Ed è stato così, ed è stato per questo che ci ha accompagnati alla grande
festa e al grande ballo a cui pochi ebrei non ortodossi avevano mai
assistito, figuriamoci i goym come noi! Ma Yehuda e Angelica erano additati
come i salvatori di Efraim e noi eravamo loro amici; non importava che
fossimo goym e chissà quali porcherie fossimo abituati a mangiare. Non
importava più: eravamo i benvenuti, ci stringevano le mani e ci invitavano a
ballare.

E poi il rabbino Israel ci prende in disparte e parla con noi ed Efraim si
commuove quando gli leggiamo l’intervista a don Giussani pubblicata da
Libero e ripresa sullo scorso numero di Tracce. Gli occhi celesti si
illuminano sentendo parole come «l’Essere è Mistero, Mistero esistente… il
Mistero che ci fa esistere, che ci circonda, che suscita le nostre domande e
i nostri desideri, e che si propone da ogni parte, è Carità. Dio si sopporta
per questo…». E trasale di fronte alla frase più inaspettata: «Io credo che,
se non ci sarà prima la fine del mondo, cristiani ed ebrei potranno essere
una cosa sola nel giro di 60-70 anni». Angelica, che traduce in ebraico,
trattiene il fiato e spalanca lo sguardo, nella notte di Mea Sharim. E
continua a parlare dei suoi amici di Comunione e Liberazione e a chiederci
di don Giussani. E racconta che il giorno dopo avrà un appuntamento con
Samar, la sua amica palestinese che ha un orfanotrofio a Betania, e andranno
insieme al Muro del Tempio e poi al Santo Sepolcro percorrendo la via
Dolorosa.

E il giorno dopo Samar ha trovato anche Efraim davanti al Muro, e l’ebreo
ortodosso ha riunito dieci amici per benedire insieme quella donna cristiana
e araba: «So che fai grandi cose – le ha detto, vai avanti così».

La strada giusta

Poi le due donne si sono incamminate attraverso il quartiere arabo, fino
alla chiesa del Sepolcro, e non c’erano turisti per via della guerra, ma
solo loro davanti alla Pietra dove è stato deposto Gesù e che ha visto la
Resurrezione e sul calvario, davanti al buco dove è stata infissa la croce.
Samar pregava mentre Angelica aveva gli occhi sempre più spalancati come ad
abbracciare con lo sguardo quel Mistero che le stava accadendo nella vita,
già così piena fino a quel giorno.

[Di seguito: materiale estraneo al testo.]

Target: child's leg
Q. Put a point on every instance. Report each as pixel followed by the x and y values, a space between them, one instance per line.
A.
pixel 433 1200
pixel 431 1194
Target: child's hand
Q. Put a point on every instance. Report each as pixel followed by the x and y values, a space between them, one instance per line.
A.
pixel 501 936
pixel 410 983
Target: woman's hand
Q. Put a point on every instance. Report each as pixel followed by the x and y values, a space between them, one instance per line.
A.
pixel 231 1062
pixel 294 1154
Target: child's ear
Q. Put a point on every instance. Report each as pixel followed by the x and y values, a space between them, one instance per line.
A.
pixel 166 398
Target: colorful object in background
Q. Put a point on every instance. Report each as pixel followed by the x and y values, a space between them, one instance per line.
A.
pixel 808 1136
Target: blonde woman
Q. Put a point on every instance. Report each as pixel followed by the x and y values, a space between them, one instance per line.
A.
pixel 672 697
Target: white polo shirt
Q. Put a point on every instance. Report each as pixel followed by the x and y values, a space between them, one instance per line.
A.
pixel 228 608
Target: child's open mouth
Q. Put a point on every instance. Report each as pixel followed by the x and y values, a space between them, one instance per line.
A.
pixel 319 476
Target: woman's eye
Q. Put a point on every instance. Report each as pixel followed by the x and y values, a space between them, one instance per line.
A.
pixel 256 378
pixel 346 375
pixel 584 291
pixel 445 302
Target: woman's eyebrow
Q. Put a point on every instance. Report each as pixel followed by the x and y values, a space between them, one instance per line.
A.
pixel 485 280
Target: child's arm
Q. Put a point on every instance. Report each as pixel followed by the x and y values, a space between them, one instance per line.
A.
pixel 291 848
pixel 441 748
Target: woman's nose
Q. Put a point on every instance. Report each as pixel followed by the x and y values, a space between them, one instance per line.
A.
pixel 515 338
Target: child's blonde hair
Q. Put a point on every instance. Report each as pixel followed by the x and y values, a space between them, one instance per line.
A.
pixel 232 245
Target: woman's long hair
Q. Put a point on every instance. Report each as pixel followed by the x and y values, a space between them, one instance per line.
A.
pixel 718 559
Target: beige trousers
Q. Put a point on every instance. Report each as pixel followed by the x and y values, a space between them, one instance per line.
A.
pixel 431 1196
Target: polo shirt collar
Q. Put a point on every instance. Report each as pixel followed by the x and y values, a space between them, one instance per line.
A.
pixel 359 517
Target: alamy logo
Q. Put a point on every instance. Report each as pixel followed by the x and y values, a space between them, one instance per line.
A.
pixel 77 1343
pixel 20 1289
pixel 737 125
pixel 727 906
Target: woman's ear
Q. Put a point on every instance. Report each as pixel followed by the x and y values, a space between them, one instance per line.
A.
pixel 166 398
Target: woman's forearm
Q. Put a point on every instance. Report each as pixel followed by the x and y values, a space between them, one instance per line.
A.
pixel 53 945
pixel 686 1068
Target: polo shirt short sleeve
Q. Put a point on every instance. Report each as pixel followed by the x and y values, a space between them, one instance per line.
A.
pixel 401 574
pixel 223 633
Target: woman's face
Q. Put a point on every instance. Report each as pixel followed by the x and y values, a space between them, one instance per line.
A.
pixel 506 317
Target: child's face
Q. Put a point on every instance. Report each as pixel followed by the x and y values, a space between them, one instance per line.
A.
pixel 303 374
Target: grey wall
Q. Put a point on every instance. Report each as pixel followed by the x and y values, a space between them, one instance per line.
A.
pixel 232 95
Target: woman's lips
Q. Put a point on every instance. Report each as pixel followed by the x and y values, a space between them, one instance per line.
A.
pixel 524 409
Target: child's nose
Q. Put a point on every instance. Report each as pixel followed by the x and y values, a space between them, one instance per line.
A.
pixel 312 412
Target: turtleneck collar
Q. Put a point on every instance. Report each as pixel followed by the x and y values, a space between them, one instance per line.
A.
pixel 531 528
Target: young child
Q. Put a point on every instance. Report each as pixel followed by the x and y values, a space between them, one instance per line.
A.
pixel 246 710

L’amore per Yehuda, per i figli Gal
(appena partito militare), Yotam, Kfir, Or. L’impegno nel kibbutz, l’
educazione dei giovani, l’aiuto ai ragazzi vittime del terrorismo, i bambini
che hanno perso i genitori negli attentati suicidi, i corsi di teatro, gli
allievi arabi ed ebrei, il libro che ha appena scritto… una vita così densa
cui ora si aggiunge questo nuovo incontro. Ma questi nuovi amici non le
chiedono di aggiungere niente, solo abbracciano con lei tutta la sua vita.

Così il Rabbino capo degli ortodossi ha voluto conoscere Angelica. Che aveva
nel cuore una domanda : «Cosa vuol dire tutto questo per me, cosa mi sta
dicendo il Signore?».

«Vai avanti così» le ha detto il Grande Rabbino. «È la strada giusta».